This aioli, from The Kitchn Cookbook: Recipes, Kitchens & Tips to Inspire Your Cooking, by Sara Kate Gillingham and Faith Durand, is wonderfully tangy and supremely garlicky, with that lovely olive oil flavor that trumps canola oil-based mayo every time. Use it alongside their roasted Brussels sprouts, cauliflower, and radishes.
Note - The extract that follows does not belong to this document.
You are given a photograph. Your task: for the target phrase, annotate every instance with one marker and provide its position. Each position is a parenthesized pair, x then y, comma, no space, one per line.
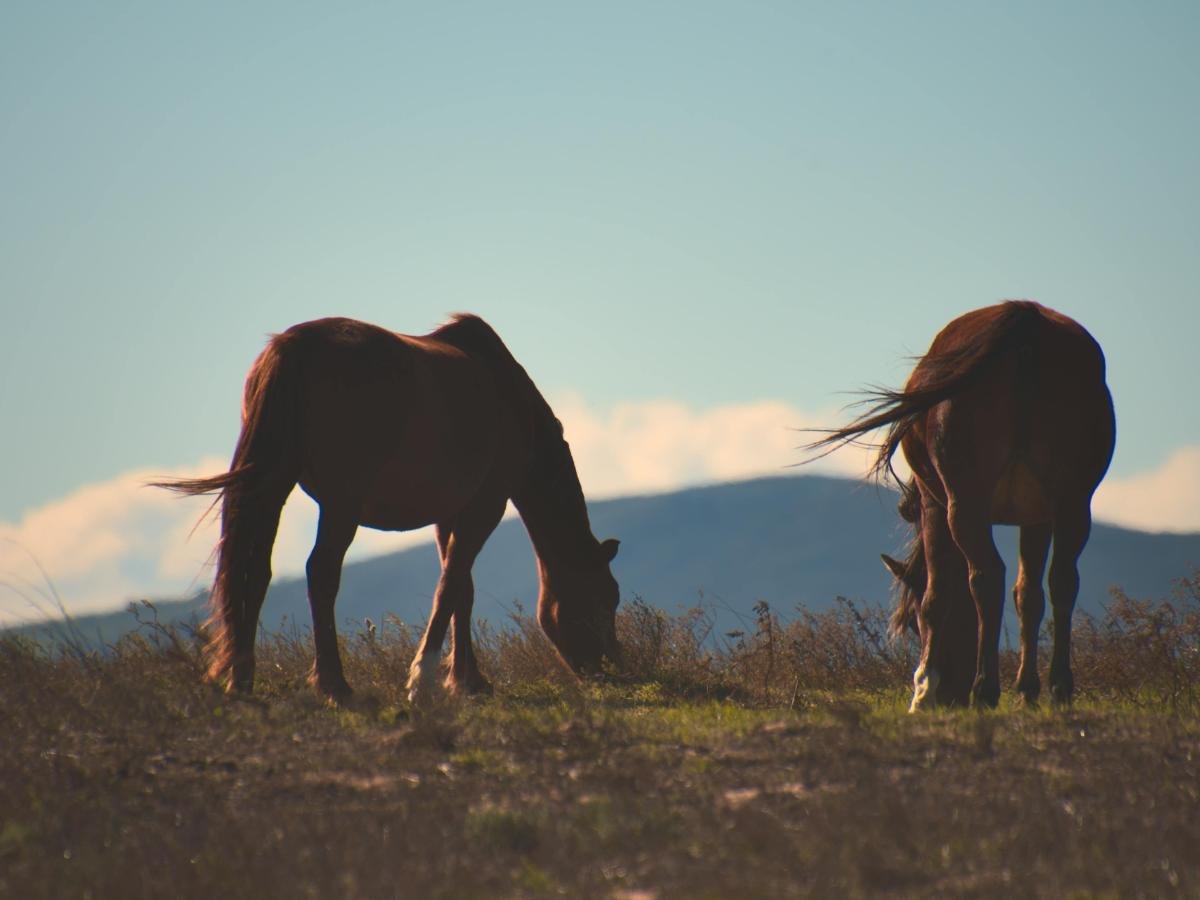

Notes: The salt should be fine grain, and add the 1 to 2 tablespoons lemon juice per how tangy you like it; I added 2, and thought it was perfect. I made a faux aioli using the same proportions of ingredients but with mayo for my daughter, and it was quite tasty (if you don't want the egg yolk), but I sorely missed that olive oil aroma.
- Yield:Makes about 1 cup
- Active time: 10 minutes
- Total time:10 minutes
- 5 garlic cloves, peeled and smashed
- 2 teaspoons Dijon mustard
- 1/2 teaspoon salt
- 1 large egg yolk
- 2/3 cup extra-virgin olive oil
- 1 to 2 tablespoons freshly squeezed lemon juice (from about 1/2 lemon)
- 1 tablespoon warm water
Combine the garlic, mustard, and salt together in the bowl of a food processor and blend until smooth, or pound to a smooth paste in a mortar and pestle. With the food processor running (or while whisking briskly by hand) beat in the egg yolk. Then slowly add 1/4 cup of the oil. Add the lemon juice and the water. Add the remaining oil very slowly while whisking or processing. The mixture should emulsify and become a creamy sauce.
Taste for seasoning, and add more salt if desired. Cover and refrigerate until ready to serve. The aïoli is best served within 24 hours, although it can be refrigerated in an airtight container for up to 5 days.